Couples can also agree on the division amicably, less costly and nicer for everybody.


----------



## dubinamerica (6 Mar 2010)

both people worked throughout til recently but wife would have paid the mortgage via direct debit from individual account along with additional household bills. She  would have consistently had the higher income and would aim to remain in the house with the children (there are young children in the picture). Large mortgage still remaining and also some savings in joint account.  If separation not amicable what are the possible scenarios? Would it make sense for wife to use some of the savings to pay a lump sum off mortgage? Can she be forced to sell the home? Any recommendations for websites with further info? Thanks.


----------



## Complainer (8 Mar 2010)

dubinamerica said:


> Would it make sense for wife to use some of the savings to pay a lump sum off mortgage?


Defintely NOT, unless she has explicit legal advice from her solicitor to do so. She should not tie up her money in an asset where ownership may be disputed.


----------



## Bronte (9 Mar 2010)

dubinamerica said:


> both people worked throughout .


 
So both contributed and likely both own the house.  Where do you think the husband should live?  What would be the ideal situation

Let's take an imaginary scenario.  House worth 3M, mortgage of 1M no other assets both need home and both paid equally, house sold and each buy 1M home is probably what a judge would order.

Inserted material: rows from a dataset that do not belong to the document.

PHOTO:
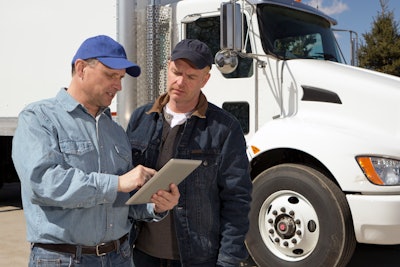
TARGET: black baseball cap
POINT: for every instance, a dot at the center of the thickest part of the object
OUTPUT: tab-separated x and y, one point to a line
197	52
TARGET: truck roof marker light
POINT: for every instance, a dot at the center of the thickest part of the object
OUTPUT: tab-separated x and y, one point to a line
254	149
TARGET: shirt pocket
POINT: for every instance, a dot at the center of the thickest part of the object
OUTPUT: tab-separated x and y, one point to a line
80	154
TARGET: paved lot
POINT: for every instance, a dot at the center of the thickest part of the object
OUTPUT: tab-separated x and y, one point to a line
14	249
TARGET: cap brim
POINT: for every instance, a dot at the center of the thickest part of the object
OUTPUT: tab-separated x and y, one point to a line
198	61
121	63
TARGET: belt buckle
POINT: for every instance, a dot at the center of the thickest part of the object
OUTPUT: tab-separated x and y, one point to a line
97	250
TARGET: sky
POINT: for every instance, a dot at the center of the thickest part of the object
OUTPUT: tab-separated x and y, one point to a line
355	15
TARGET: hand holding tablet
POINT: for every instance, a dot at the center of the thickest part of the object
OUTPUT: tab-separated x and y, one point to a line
174	171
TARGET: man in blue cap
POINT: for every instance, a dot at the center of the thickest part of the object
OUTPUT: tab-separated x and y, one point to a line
208	226
75	167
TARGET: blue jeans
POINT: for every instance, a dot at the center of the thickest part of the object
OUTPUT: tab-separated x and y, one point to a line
45	258
142	259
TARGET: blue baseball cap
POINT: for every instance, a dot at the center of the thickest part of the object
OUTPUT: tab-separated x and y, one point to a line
108	52
195	51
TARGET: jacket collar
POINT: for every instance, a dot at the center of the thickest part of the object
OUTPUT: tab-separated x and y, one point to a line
162	100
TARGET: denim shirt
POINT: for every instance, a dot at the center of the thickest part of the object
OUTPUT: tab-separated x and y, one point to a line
68	163
211	218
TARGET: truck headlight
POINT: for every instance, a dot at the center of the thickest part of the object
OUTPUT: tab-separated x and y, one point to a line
380	171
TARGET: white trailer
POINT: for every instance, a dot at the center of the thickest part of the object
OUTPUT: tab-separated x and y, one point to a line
322	138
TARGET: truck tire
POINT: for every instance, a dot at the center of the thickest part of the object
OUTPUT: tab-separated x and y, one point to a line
299	217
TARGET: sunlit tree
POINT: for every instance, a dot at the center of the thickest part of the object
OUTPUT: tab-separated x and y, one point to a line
381	50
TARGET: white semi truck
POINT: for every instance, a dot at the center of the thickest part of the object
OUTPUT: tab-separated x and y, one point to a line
323	142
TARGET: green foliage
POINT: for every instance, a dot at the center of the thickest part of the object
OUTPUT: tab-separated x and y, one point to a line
381	51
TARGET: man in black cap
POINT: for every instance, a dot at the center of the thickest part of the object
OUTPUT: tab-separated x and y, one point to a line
209	224
75	167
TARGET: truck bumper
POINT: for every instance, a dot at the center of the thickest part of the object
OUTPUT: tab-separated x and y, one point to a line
376	218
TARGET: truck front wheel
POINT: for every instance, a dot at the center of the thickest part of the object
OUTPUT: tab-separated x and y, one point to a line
299	218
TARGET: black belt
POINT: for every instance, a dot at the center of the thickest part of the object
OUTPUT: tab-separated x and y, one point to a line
99	250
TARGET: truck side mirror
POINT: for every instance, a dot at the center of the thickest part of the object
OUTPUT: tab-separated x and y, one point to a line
226	59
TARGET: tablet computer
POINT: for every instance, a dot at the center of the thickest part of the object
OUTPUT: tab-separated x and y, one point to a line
174	171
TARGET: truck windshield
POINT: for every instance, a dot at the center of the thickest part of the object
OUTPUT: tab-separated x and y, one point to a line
291	34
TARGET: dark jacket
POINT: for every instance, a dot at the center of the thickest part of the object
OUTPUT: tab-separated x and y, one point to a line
211	218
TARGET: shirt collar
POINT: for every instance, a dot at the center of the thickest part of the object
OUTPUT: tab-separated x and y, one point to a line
162	100
70	104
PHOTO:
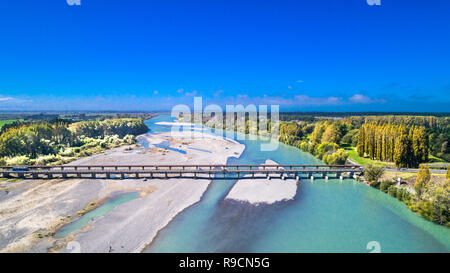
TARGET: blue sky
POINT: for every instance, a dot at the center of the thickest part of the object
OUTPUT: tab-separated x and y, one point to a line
324	55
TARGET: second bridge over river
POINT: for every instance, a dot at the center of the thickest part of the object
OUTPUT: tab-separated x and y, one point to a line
180	171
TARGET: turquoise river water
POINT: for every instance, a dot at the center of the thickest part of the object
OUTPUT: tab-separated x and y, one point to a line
333	216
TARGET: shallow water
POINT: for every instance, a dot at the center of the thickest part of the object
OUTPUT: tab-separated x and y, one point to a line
333	216
102	210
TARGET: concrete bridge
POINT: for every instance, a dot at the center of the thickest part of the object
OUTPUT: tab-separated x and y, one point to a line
180	171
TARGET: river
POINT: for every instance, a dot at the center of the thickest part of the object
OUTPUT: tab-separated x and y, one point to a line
333	216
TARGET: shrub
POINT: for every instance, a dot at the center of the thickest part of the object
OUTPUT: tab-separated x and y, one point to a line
392	191
384	185
373	173
18	160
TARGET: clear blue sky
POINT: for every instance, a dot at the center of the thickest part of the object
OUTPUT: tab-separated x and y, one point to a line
326	55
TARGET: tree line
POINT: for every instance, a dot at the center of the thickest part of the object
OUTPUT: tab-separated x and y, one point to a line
43	138
394	143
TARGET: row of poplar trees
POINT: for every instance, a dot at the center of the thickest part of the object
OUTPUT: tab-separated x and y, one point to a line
406	147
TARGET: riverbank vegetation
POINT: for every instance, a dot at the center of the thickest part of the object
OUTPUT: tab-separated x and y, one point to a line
376	141
429	195
59	141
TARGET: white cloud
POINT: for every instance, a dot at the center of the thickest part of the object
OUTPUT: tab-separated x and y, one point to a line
6	98
218	93
191	94
361	99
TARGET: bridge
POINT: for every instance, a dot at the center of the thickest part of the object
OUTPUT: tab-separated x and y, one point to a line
180	171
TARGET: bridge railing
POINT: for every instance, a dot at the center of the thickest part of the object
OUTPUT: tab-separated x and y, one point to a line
169	167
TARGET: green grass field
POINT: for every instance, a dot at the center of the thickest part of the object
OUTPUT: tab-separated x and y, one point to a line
353	156
3	122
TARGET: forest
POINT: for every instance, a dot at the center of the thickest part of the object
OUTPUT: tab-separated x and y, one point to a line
58	141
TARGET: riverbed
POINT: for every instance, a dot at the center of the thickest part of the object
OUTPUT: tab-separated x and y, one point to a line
324	216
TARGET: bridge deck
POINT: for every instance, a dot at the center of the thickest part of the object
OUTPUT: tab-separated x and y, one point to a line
174	171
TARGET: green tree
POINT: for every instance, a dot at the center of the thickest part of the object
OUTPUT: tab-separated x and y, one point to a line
423	177
331	134
373	173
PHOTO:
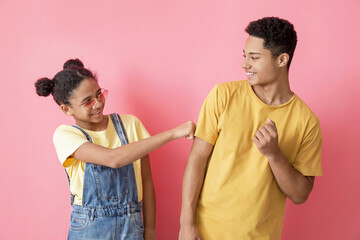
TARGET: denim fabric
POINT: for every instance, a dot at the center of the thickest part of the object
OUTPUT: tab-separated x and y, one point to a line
110	207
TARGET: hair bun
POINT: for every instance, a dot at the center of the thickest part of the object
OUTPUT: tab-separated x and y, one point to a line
73	63
44	86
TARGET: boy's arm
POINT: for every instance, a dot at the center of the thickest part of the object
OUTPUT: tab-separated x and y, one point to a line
192	184
149	202
294	185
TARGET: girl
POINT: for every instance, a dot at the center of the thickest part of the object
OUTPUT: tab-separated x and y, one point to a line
106	159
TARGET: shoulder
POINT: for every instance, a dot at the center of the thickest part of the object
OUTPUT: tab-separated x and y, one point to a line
306	114
231	86
129	119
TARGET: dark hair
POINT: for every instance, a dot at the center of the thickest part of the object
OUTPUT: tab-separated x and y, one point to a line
64	82
279	35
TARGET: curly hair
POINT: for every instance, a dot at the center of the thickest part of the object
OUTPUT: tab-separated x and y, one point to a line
64	82
279	35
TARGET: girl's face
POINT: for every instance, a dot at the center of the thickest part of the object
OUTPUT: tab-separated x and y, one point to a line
87	103
260	67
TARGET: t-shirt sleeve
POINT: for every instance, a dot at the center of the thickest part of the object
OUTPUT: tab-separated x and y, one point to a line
141	131
308	158
67	140
208	121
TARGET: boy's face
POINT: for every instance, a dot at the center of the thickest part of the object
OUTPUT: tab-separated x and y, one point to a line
260	67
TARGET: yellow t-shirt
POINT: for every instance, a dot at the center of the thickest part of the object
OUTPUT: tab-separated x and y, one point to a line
240	198
67	139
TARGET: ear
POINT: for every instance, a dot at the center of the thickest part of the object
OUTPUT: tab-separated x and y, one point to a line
66	109
283	59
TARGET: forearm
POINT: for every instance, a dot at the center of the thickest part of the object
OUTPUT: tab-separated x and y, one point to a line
294	185
124	155
192	183
129	153
149	202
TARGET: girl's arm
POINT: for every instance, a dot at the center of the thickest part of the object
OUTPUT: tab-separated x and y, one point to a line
149	202
124	155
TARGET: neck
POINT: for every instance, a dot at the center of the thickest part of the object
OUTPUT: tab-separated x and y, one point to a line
275	93
96	126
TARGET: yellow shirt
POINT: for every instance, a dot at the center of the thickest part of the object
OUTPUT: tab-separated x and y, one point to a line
67	139
240	198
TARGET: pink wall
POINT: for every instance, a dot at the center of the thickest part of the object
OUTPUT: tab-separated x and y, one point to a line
159	59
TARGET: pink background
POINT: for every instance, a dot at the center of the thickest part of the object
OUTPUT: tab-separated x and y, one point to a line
159	59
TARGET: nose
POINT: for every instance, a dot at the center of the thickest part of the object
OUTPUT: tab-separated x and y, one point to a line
96	101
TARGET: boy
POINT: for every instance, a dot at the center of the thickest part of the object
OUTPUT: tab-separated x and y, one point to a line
256	144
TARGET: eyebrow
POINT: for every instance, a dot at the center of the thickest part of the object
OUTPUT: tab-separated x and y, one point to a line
89	97
251	53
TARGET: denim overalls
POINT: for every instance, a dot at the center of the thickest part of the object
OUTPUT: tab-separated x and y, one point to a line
110	207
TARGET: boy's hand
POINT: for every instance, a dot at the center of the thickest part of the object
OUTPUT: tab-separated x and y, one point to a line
266	139
184	130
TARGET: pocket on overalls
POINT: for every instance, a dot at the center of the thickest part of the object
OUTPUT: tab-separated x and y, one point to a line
111	183
79	222
136	219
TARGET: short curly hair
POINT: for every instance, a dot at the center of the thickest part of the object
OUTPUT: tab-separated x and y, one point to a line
279	35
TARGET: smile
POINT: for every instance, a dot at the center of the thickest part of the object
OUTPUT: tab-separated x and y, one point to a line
250	74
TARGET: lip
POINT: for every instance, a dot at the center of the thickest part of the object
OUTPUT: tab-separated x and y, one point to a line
250	73
97	113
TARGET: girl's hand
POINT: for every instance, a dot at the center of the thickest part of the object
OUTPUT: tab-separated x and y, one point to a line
184	130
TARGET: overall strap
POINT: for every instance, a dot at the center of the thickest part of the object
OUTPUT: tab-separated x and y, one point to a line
119	128
85	133
67	175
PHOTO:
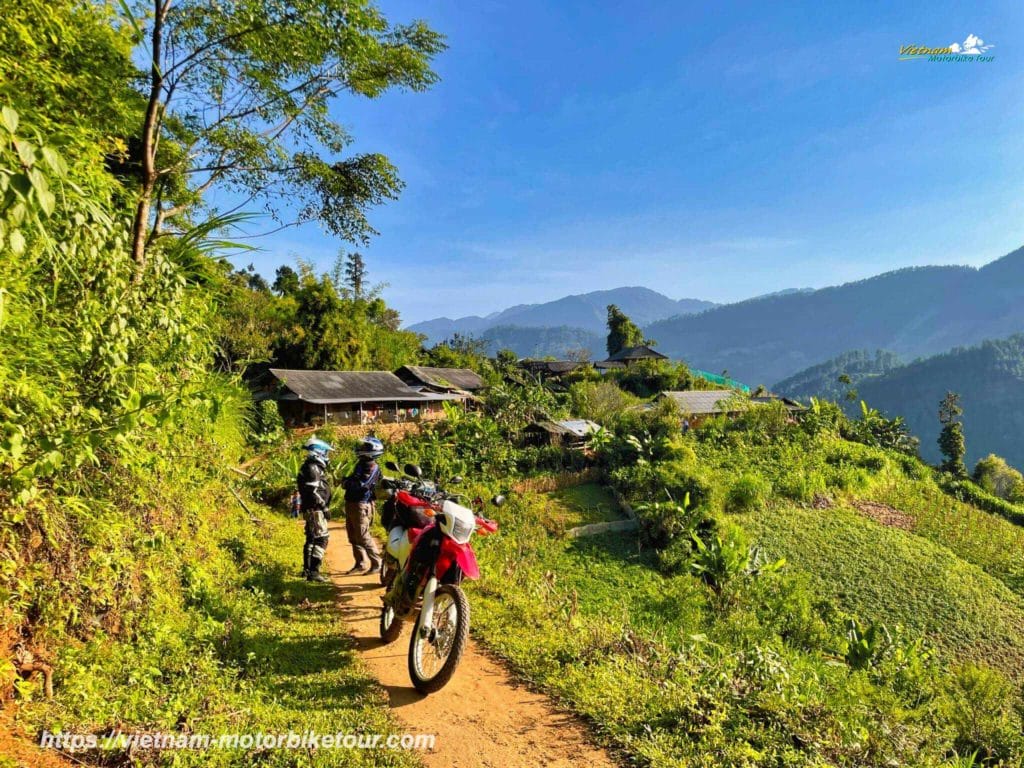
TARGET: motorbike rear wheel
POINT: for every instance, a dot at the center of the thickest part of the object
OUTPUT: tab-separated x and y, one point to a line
434	654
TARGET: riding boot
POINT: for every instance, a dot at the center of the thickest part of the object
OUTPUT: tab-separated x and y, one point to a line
314	574
305	559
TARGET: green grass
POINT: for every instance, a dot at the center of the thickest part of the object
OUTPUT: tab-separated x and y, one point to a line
580	505
251	648
674	674
890	576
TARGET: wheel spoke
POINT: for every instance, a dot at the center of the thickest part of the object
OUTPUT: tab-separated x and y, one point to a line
432	651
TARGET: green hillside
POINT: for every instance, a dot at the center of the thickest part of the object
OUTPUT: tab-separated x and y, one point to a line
823	380
792	598
913	312
989	379
543	342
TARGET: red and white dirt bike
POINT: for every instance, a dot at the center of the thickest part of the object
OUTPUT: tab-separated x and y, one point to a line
427	556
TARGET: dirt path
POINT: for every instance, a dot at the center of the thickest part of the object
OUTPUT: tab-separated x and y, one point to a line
482	717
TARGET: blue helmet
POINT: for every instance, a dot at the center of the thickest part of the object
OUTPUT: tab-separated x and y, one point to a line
317	449
370	448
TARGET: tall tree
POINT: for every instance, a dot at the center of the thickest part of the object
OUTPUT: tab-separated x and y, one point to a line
237	95
623	332
355	273
951	441
286	281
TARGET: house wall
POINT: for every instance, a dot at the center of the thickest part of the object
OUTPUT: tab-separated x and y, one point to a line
299	413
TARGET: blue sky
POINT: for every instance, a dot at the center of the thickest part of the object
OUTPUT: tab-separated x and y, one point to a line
709	151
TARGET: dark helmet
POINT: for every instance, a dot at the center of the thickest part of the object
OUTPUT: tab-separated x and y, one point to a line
370	448
318	449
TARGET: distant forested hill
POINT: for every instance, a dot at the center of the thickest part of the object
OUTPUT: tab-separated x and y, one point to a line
912	312
587	311
544	342
822	380
988	377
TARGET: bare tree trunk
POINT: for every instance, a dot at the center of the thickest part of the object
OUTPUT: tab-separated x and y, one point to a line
151	134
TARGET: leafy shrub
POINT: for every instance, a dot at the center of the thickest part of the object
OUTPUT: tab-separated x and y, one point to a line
801	485
598	400
823	417
765	423
866	646
998	478
748	494
913	468
682	480
981	708
549	459
876	430
721	557
267	426
968	492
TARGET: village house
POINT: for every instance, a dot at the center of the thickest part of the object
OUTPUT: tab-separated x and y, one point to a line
443	380
629	355
353	397
566	433
697	406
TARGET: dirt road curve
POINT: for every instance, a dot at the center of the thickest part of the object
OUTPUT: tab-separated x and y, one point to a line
482	717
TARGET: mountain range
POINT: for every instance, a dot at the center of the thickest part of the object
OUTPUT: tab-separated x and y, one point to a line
584	311
912	312
988	377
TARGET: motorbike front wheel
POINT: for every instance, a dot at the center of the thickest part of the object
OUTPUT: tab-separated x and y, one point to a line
433	654
390	625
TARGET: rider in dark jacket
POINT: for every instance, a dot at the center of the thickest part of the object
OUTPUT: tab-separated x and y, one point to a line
360	487
314	487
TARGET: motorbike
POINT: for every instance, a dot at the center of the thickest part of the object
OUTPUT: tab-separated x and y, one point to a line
427	556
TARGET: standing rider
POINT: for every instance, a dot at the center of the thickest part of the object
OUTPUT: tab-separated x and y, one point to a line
314	487
359	489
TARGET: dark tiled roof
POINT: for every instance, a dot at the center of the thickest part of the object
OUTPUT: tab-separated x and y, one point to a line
551	367
350	386
790	403
641	352
700	402
440	378
577	427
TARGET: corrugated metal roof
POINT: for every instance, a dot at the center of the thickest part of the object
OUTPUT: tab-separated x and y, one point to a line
636	353
580	427
350	386
701	402
551	367
443	378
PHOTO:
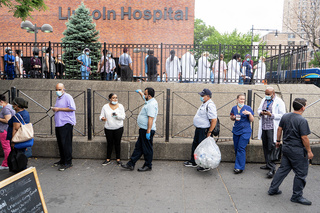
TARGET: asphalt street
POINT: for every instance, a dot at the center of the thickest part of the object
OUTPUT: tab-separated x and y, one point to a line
169	187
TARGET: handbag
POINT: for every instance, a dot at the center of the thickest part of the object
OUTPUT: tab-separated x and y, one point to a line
24	133
276	153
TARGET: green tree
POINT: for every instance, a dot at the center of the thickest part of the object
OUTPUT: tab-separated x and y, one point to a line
23	8
80	33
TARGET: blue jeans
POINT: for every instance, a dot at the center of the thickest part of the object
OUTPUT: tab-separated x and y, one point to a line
143	147
240	143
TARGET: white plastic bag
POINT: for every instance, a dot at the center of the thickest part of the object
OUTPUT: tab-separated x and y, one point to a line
207	154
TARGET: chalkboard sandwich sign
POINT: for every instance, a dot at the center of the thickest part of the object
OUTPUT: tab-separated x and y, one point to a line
22	193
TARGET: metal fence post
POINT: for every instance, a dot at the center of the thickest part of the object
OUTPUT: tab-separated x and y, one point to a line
249	99
167	115
161	62
89	110
13	93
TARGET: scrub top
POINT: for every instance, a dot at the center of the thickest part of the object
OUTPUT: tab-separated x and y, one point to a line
242	126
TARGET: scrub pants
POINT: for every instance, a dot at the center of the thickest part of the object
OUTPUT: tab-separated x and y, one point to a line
143	147
240	143
295	158
85	75
268	145
199	136
64	136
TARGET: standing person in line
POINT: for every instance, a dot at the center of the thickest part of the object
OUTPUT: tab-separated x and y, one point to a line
85	61
296	152
145	62
104	70
234	69
204	68
188	63
6	112
152	63
205	121
147	124
9	64
173	67
113	115
65	119
60	67
125	64
19	64
271	109
242	115
49	74
260	71
219	71
112	67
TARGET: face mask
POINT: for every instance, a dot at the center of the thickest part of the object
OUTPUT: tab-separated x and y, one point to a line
268	97
59	93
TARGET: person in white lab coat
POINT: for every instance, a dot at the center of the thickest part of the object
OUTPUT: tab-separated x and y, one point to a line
204	68
173	67
188	63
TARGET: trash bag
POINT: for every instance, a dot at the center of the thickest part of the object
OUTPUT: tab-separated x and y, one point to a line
207	154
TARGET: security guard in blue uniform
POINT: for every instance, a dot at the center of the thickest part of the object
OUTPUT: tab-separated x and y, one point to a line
296	152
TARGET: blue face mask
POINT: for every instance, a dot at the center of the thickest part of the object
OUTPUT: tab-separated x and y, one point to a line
268	97
59	93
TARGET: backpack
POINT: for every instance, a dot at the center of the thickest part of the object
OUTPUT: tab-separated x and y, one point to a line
17	161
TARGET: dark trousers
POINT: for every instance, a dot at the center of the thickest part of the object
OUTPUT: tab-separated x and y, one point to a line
64	136
268	145
295	158
199	136
126	73
143	147
113	139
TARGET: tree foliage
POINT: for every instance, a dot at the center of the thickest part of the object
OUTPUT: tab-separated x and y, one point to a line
80	33
23	8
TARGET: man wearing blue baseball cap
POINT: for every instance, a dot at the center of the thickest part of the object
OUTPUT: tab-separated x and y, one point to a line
205	121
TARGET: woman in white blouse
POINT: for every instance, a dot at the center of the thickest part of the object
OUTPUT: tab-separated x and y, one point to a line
113	115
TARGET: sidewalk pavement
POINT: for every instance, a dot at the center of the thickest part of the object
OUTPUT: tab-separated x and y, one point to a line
170	187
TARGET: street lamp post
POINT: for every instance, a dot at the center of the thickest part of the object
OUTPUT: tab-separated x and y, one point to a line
27	25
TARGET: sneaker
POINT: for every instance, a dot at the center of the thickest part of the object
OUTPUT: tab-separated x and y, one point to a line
106	162
4	167
57	164
189	164
201	169
64	167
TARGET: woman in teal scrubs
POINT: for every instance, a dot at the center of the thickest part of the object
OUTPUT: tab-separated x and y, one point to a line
242	115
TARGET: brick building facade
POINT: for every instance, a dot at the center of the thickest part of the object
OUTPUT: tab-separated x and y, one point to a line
119	21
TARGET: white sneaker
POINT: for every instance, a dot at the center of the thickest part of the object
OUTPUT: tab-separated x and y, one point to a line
3	167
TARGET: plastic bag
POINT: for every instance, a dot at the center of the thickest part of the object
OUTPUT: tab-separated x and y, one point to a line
207	154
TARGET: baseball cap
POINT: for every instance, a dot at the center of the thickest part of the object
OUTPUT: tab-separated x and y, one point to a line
205	92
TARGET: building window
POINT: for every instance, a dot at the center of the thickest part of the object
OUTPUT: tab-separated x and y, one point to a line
290	43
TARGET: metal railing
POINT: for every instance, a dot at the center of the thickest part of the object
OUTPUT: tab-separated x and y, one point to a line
189	63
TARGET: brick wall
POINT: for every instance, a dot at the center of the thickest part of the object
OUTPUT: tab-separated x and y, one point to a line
111	31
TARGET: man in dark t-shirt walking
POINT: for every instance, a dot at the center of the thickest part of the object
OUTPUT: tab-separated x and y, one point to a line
296	151
152	63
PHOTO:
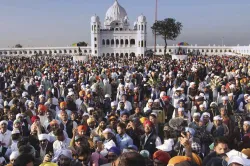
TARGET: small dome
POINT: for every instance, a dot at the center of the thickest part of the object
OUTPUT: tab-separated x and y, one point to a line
141	18
116	13
95	19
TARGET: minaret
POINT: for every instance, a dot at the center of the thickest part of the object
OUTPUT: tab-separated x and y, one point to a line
95	35
141	35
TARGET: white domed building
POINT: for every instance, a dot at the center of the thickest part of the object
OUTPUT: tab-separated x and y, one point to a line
116	37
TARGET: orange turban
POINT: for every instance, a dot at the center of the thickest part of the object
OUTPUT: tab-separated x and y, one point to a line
82	128
143	119
63	104
53	122
42	107
178	159
148	122
81	93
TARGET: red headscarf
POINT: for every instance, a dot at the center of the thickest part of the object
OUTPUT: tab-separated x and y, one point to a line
82	127
42	107
162	156
34	118
148	122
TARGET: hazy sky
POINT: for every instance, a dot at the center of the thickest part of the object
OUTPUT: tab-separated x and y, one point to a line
63	22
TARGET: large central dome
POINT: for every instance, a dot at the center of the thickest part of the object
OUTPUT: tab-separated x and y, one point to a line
116	13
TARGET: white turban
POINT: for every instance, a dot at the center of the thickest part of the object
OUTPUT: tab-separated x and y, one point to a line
206	114
196	114
3	122
247	123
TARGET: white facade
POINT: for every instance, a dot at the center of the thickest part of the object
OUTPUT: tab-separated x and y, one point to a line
117	38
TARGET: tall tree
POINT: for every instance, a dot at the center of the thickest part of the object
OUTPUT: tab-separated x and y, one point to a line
18	46
168	29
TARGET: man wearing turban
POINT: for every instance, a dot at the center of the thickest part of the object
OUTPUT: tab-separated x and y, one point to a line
150	139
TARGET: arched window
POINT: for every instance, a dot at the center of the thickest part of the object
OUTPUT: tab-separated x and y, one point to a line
107	42
132	41
117	41
126	41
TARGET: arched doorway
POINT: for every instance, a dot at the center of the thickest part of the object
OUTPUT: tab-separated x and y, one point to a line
132	41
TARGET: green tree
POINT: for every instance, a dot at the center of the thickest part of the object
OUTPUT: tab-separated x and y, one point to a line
168	29
18	46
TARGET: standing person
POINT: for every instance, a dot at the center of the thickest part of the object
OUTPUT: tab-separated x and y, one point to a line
61	141
123	140
149	140
67	124
5	134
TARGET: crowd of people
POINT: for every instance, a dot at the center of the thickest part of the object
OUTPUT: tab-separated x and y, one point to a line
150	111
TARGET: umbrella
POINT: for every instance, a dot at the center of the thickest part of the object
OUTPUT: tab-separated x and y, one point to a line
183	44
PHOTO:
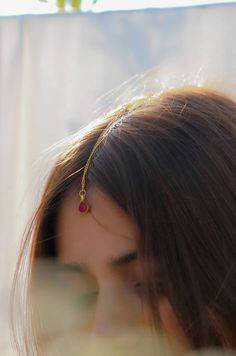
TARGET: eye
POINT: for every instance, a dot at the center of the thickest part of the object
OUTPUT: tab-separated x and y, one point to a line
87	299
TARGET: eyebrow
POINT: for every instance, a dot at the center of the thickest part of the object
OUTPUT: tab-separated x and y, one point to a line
114	262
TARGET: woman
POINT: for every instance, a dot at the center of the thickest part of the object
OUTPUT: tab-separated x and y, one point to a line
137	226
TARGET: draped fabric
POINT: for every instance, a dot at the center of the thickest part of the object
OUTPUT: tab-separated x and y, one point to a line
54	67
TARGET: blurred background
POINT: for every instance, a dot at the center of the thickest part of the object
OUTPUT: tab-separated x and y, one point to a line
58	57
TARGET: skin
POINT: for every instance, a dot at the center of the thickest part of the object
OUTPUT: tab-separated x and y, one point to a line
101	271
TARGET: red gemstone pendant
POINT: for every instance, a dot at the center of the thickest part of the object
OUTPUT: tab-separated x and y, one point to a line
83	207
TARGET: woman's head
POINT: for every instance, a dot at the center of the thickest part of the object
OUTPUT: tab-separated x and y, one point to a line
162	224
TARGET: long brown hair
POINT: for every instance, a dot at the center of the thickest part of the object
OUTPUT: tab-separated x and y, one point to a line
170	164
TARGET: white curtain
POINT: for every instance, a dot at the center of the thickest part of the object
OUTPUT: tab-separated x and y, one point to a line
53	68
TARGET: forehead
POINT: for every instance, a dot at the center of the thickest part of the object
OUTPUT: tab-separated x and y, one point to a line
103	233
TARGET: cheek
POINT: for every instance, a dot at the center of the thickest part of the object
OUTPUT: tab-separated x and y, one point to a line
171	326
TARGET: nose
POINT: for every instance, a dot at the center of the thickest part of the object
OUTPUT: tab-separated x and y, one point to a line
115	312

House worth 300K with mortgage of 290K, young kids, most likely mother will stay in house with kids until kids have finished education but not necessarily will get ownership of house.

It always depends on the situation and great regard will be had as to housing the spouse who has young kids.

Your first port of call is a good family law solicitor.  You can try the citiziens advice for further information or post more concrete details on here.  You should look up previous posts on AAM.  MOB gave a link recently to an interesting divorce case and how the assets were divided up and how the judge received a decision.


----------



## dubinamerica (16 Mar 2010)

could husband be housed by the council or rent a house/apartment and if necessary receive some assistance with that payment?? Not sure if a person is eligible for that if their name is on a mortgage. 
In this situation there are v. young children involved and house would be more in the 250K/300K region with a mortgage still outstanding. The wife has been the main breadwinner and would expect to have children live with her. Some savings are in joint account and most had been earmarked to go towards mortgage at some stage, so concern that husband could access this money and spend in other ways. Also concern that there would be a 50/50 split although wife is the one that clearly contributed more financially..  Citizens information sounds like a good idea. If you happen to have a link to that case mentioned please post up or send it over to me. Thanks.


----------



## ramble (22 Mar 2010)

The outcome of Family law disputes is very difficult to predict.  Carol Coulter's book in which she reports cases before the courts in Dublin gives a very good idea of what happens in practice.  A solicitor practising in the area is really the only person who can give you advice as to the possibilties in your particular situation.  A CIC will most likely refer you to a FLAC solicitor if you cannot afford a private one who will in turn as well as offering reassurance and basic advice refer you to the legal aid board or a private solicitor


----------